O Projeto de Lei 119/2017 – que dispõe sobre a inclusão do grupo sanguíneo e fator RH no uniforme ou capacete dos motoboys e moto taxistas gerou uma divergência quanto a sua constitucionalidade, na reunião semanal da Comissão de Constituição Justiça e Redação (CCJ) na manhã desta terça-feira (26). Pelo regimento da Casa, a matéria segue para plenário para apreciação e votação final.

]“A matéria foi analisada só no aspecto da constitucionalidade e o seu relator considerou que a iniciativa é uma prerrogativa da União. No entanto, com os dois votos divergentes do relator, pelo regimento a matéria vai seguir para o plenário onde o seu autor vai fazer a sua defesa, antes da votação final. Se tivesse havido unanimidade na votação, a matéria teria morrido na CCJ”, explicou a deputada Márcia Maia (PSDB).

O relator da matéria, deputado Kelps Lima (Solidariedade) considerou inconstitucional, mas houve divergência do parecer na votação, registrada pelos deputados Albert Dickson (PROS), autor da propositura e de Carlos Augusto Maia (PSD). Ao final da reunião, a presidente da Comissão, deputada Márcia Maia anunciou que a matéria será levada ao plenário da Assembleia Legislativa para votação final.
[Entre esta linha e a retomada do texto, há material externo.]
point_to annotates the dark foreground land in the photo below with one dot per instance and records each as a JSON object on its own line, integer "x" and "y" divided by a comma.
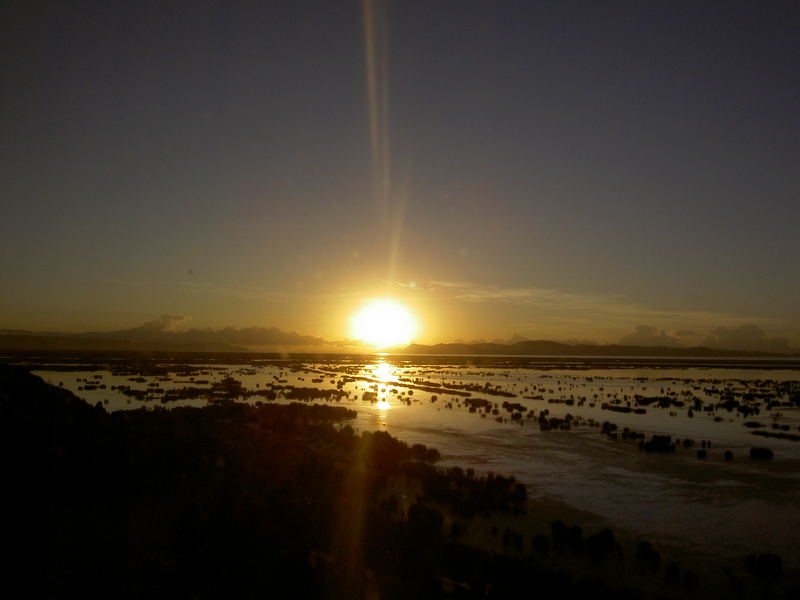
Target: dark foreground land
{"x": 233, "y": 501}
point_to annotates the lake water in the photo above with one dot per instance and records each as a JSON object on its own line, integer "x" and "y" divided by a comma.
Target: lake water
{"x": 713, "y": 505}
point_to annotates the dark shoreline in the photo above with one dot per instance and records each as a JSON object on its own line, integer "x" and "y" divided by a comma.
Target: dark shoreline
{"x": 199, "y": 488}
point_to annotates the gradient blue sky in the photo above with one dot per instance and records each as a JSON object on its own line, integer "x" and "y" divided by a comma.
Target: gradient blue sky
{"x": 564, "y": 170}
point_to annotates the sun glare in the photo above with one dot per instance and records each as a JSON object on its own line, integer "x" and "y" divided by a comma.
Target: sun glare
{"x": 383, "y": 323}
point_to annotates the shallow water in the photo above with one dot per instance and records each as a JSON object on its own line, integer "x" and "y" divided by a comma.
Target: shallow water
{"x": 727, "y": 508}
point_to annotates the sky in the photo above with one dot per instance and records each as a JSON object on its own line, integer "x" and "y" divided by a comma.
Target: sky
{"x": 584, "y": 171}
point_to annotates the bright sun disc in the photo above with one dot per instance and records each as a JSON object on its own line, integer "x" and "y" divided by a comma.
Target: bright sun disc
{"x": 383, "y": 323}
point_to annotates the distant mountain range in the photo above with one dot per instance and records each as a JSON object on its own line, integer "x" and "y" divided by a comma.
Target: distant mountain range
{"x": 161, "y": 335}
{"x": 546, "y": 348}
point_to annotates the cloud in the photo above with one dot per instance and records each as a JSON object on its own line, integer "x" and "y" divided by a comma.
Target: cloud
{"x": 747, "y": 336}
{"x": 645, "y": 335}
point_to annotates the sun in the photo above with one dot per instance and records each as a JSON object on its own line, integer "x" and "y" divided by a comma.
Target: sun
{"x": 383, "y": 323}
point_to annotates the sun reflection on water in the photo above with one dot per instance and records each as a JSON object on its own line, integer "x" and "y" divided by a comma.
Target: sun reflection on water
{"x": 383, "y": 371}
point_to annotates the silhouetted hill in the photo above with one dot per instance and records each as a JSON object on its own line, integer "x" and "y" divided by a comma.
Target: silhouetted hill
{"x": 547, "y": 348}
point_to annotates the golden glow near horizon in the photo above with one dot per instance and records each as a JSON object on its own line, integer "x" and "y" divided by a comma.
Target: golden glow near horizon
{"x": 383, "y": 323}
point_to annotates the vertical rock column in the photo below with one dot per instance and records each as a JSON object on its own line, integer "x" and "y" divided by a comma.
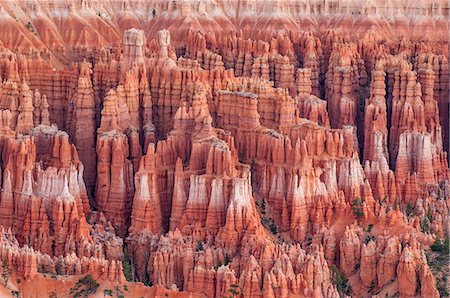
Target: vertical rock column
{"x": 82, "y": 124}
{"x": 114, "y": 189}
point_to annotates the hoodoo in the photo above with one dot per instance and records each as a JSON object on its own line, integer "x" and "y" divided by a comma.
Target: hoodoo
{"x": 224, "y": 148}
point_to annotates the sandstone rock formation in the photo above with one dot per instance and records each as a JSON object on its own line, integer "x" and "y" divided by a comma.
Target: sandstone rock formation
{"x": 216, "y": 148}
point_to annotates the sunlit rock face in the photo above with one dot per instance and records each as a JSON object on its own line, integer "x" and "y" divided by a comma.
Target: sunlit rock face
{"x": 215, "y": 148}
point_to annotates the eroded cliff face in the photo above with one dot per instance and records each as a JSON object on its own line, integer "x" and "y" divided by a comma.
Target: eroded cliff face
{"x": 259, "y": 149}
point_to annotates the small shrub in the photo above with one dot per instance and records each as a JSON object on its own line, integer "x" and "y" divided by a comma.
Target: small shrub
{"x": 425, "y": 225}
{"x": 441, "y": 246}
{"x": 409, "y": 210}
{"x": 368, "y": 238}
{"x": 227, "y": 260}
{"x": 357, "y": 207}
{"x": 6, "y": 272}
{"x": 234, "y": 290}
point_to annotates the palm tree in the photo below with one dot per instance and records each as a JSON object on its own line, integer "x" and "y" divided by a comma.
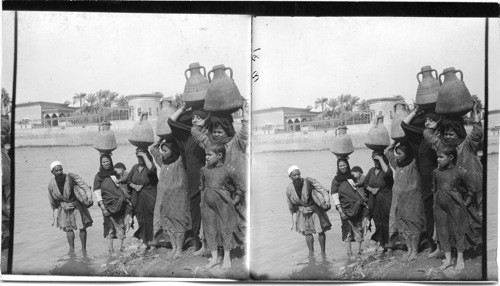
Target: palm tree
{"x": 79, "y": 97}
{"x": 93, "y": 102}
{"x": 363, "y": 105}
{"x": 321, "y": 102}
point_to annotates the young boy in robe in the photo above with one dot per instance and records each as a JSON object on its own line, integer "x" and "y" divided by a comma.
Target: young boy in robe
{"x": 218, "y": 212}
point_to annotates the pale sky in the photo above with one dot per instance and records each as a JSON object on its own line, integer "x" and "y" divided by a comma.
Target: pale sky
{"x": 62, "y": 53}
{"x": 302, "y": 59}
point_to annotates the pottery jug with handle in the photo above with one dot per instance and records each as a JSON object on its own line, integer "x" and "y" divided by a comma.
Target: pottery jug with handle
{"x": 378, "y": 136}
{"x": 223, "y": 95}
{"x": 428, "y": 88}
{"x": 105, "y": 141}
{"x": 401, "y": 111}
{"x": 342, "y": 143}
{"x": 162, "y": 128}
{"x": 454, "y": 98}
{"x": 142, "y": 134}
{"x": 196, "y": 86}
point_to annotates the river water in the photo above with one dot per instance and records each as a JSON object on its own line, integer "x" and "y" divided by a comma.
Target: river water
{"x": 276, "y": 251}
{"x": 280, "y": 253}
{"x": 40, "y": 248}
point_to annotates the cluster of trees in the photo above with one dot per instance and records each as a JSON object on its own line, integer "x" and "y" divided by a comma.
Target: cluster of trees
{"x": 93, "y": 103}
{"x": 335, "y": 107}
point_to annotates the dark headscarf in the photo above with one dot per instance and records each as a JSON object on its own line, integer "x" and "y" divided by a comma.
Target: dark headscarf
{"x": 175, "y": 153}
{"x": 103, "y": 173}
{"x": 226, "y": 123}
{"x": 408, "y": 155}
{"x": 343, "y": 176}
{"x": 139, "y": 149}
{"x": 457, "y": 124}
{"x": 201, "y": 113}
{"x": 381, "y": 154}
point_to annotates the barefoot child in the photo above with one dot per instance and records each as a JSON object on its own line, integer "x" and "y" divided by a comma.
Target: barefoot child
{"x": 218, "y": 209}
{"x": 407, "y": 202}
{"x": 456, "y": 225}
{"x": 308, "y": 201}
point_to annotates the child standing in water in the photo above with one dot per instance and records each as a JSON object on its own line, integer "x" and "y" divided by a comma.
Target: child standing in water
{"x": 456, "y": 225}
{"x": 218, "y": 212}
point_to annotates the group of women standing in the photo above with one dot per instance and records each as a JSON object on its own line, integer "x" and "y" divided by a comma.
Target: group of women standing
{"x": 424, "y": 191}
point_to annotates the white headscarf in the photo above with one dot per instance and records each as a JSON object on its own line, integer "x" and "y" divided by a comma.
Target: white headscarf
{"x": 54, "y": 164}
{"x": 292, "y": 168}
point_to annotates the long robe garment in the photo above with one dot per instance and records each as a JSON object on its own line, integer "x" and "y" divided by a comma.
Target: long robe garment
{"x": 144, "y": 201}
{"x": 115, "y": 202}
{"x": 310, "y": 217}
{"x": 193, "y": 157}
{"x": 6, "y": 188}
{"x": 71, "y": 213}
{"x": 380, "y": 203}
{"x": 218, "y": 213}
{"x": 467, "y": 158}
{"x": 426, "y": 160}
{"x": 351, "y": 202}
{"x": 236, "y": 158}
{"x": 456, "y": 225}
{"x": 407, "y": 201}
{"x": 172, "y": 202}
A Comissão também decidiu pelo arquivamento do Projeto de Lei que dispõe sobre a restituição proporcional do imposto sobre a propriedade de veículos automotores-IPVA, referente a roubo ou furto de veículos, no Estado, porque todos acompanharam o voto do relator, deputado José Adécio (DEM).

O plenário da CCJ aprovou cinco matérias e a presidente distribuiu outras 11 para os relatores, que entrarão na pauta de votação na próxima reunião no dia 10 de outubro.
Participaram da reunião desta terça-feira os deputados Marcia Maia, Carlos Augusto, Kelps Lima, José Adécio, Larissa Rosado (PSB) e Albert Dickson.